# Casati



## lic2kill (Oct 8, 2005)

Looking for new frame, I am the owner of DeRosa and pinarello and may getting the itch
for a new frame is casati of the same quality I have been very happy with my previous 
Italian bikes.


----------



## tintin1610 (Jan 26, 2005)

*Casati - Beautiful!!!*

I'm good friends with the Casati importer, and I have had plenty of opportunity to check out most of the frames in the range. First off, Casati frames are a work of art! They are ALL hand-made in Monza, Italy. Their tubing is supplied to their custom specifications by Dedacciai (Italy). The finish on the frames is immaculate - they are all hand-painted. Casati's two sons now run the business, and one of them is still hands-on in the factory building frames! The other takes care of admin, marketing, sales, etc.

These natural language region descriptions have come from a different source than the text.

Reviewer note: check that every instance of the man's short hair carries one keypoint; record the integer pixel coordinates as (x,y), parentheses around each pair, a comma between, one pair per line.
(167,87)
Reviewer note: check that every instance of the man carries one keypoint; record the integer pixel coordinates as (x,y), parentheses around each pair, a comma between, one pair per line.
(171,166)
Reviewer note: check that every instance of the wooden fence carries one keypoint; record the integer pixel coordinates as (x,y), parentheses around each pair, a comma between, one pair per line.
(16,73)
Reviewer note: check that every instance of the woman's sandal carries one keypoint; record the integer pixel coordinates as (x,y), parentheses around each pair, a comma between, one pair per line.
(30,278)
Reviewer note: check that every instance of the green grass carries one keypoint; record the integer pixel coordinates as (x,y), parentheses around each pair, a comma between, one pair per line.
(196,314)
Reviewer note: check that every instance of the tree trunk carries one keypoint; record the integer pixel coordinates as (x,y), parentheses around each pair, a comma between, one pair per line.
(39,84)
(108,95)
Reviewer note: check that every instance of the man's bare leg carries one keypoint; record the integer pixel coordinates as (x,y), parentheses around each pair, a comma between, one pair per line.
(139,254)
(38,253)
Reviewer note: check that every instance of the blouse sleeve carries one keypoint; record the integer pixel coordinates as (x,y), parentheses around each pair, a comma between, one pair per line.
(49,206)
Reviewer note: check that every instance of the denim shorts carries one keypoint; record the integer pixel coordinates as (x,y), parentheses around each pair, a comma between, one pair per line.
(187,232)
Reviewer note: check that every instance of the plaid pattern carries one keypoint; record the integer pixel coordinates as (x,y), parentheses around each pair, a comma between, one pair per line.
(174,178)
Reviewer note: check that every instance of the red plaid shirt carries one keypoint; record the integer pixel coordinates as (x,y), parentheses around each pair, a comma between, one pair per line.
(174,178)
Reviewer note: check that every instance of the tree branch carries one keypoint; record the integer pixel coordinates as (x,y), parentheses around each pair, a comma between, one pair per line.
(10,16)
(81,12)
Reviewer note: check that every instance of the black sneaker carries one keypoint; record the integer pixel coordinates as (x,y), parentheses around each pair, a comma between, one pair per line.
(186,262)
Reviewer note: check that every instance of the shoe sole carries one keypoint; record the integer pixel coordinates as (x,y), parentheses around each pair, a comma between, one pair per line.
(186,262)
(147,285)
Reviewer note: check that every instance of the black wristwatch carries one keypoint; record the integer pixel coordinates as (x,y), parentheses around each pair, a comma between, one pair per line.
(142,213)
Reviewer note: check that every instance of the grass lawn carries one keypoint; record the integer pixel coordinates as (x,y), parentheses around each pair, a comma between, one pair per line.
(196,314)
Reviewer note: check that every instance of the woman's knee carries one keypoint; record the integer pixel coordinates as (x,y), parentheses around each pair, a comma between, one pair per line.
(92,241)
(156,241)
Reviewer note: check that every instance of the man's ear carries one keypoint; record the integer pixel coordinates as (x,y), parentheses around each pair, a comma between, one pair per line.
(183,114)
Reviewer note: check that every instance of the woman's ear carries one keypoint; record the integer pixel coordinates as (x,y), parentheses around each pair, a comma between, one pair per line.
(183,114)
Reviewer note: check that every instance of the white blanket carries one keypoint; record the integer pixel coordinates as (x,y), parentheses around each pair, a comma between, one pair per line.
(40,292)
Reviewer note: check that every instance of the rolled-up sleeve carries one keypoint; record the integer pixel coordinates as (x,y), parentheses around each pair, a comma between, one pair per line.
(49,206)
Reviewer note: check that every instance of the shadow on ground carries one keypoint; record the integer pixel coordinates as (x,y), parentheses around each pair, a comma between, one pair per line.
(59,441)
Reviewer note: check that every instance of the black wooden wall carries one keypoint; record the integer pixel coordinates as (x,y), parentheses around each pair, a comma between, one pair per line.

My personal favourite is the carbon-lugged Marte. When I look at it, it looks like a cross between a Pinarello (read end) and a Time (front end and fork). The 56cm frame weighed about 1100 grams. Runner-up is the Laser Carbon, which is a dead sexy mix of steel and carbon - the 56cm weighs about 1400 grams.

They are exquisitely crafted, and are definitely worthy high-end frames. They're also a bit 'exclusive', and you'd probably be the only one in your bunch with one. I'd get one, but I already have two bikes.

Hope that helps...


----------